SHELBYVILLE, Tenn. — At the 2012 Tennessee Walking Horse Celebration, Billie Nipper's horse paintings stole the show.
Nipper has been in town for the past two weeks, and the door of her temporary office/booth on the grounds of the Calsonic Arena, where the Celebration is held, constantly opened and closed as she showed her prints.
Ben Brogdon, a horse owner from Tallahassee, Fla., was one of many owners and trainers stopping in to browse for new prints.
"She's a great lady, and she can paint pretty good, too," said Brogdon, who already has "a house full" of Nipper's originals.
Nipper, of Cleveland, Tenn., married into a horse trainer family and raised another trainer. Over the years of her early marriage and motherhood, she took up painting the horses her husband, father-in-law and son rode as a pastime. It was a way to soothe her nerves from life's everyday hassles.
"It's kind of my therapy," Nipper, 82, said.
Her intricate portraits and historical horse montages hang in museums and horse industry offices throughout Middle Tennessee. They also grace the walls and mantels of homes all over the world.
Nipper said she never dreamed that what she considered a hobby would make her the now-renowned portrait artist of more than 30 world grand champion horses.
Her hobby-turned-passion started when she was a young bride and her husband took a job in Ohio.
"I've always liked to draw a little, and while we were up there I had nothing to do. There was a little art shop close to me, so I bought my beginner's supplies and started then," she said.
Nipper said her first works were "really primitive" and she would hide them. But her husband recognized her talent and showed her work to everyone.
She began to study horses and watched their movements. After she painted her father-in-law's horse, other horse owners came forward, wanting her to paint their animals.

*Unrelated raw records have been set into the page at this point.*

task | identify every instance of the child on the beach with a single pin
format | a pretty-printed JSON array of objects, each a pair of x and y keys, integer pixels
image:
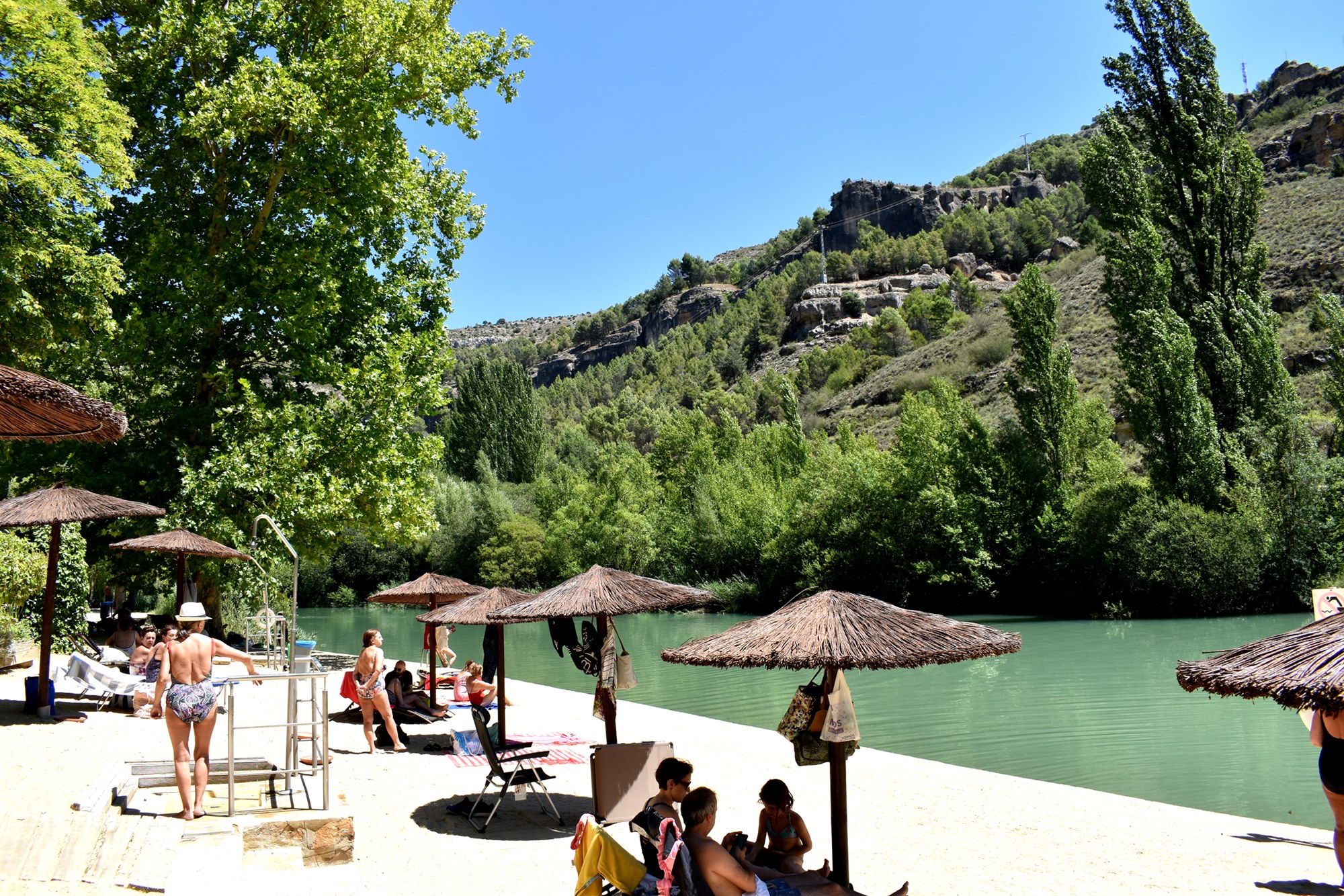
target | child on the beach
[{"x": 788, "y": 835}]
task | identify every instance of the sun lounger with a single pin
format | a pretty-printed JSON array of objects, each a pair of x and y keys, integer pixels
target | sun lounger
[
  {"x": 403, "y": 714},
  {"x": 659, "y": 838},
  {"x": 97, "y": 680}
]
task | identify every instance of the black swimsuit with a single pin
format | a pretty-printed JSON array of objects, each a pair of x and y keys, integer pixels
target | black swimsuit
[{"x": 1333, "y": 762}]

In 1976, she began painting each year's world grand champion for the Tennessee Walking Horse Breeders and Exhibitors Association.
In Cleveland, Tenn., where she was born, Nipper is active in promoting art. Under her leadership as the arts chairwoman of the Cleveland Creative Guild, the city began to host two major art shows annually in the spring and fall.
In tribute to her, the fall show is called the Nillie Bipper Art Festival. The name is an affectionate, intentional reversal of the first letters of her name.
Pam Sohn has been reporting or editing Chattanooga news for 25 years. A Walden’s Ridge native, she began her journalism career with a 10-year stint at the Anniston (Ala.) Star. She came to the Chattanooga Times Free Press in 1999 after working at the Chattanooga Times for 14 years. She has been a city editor, Sunday editor, wire editor, projects team leader and assistant lifestyle editor. As a reporter, she also has covered the police, ...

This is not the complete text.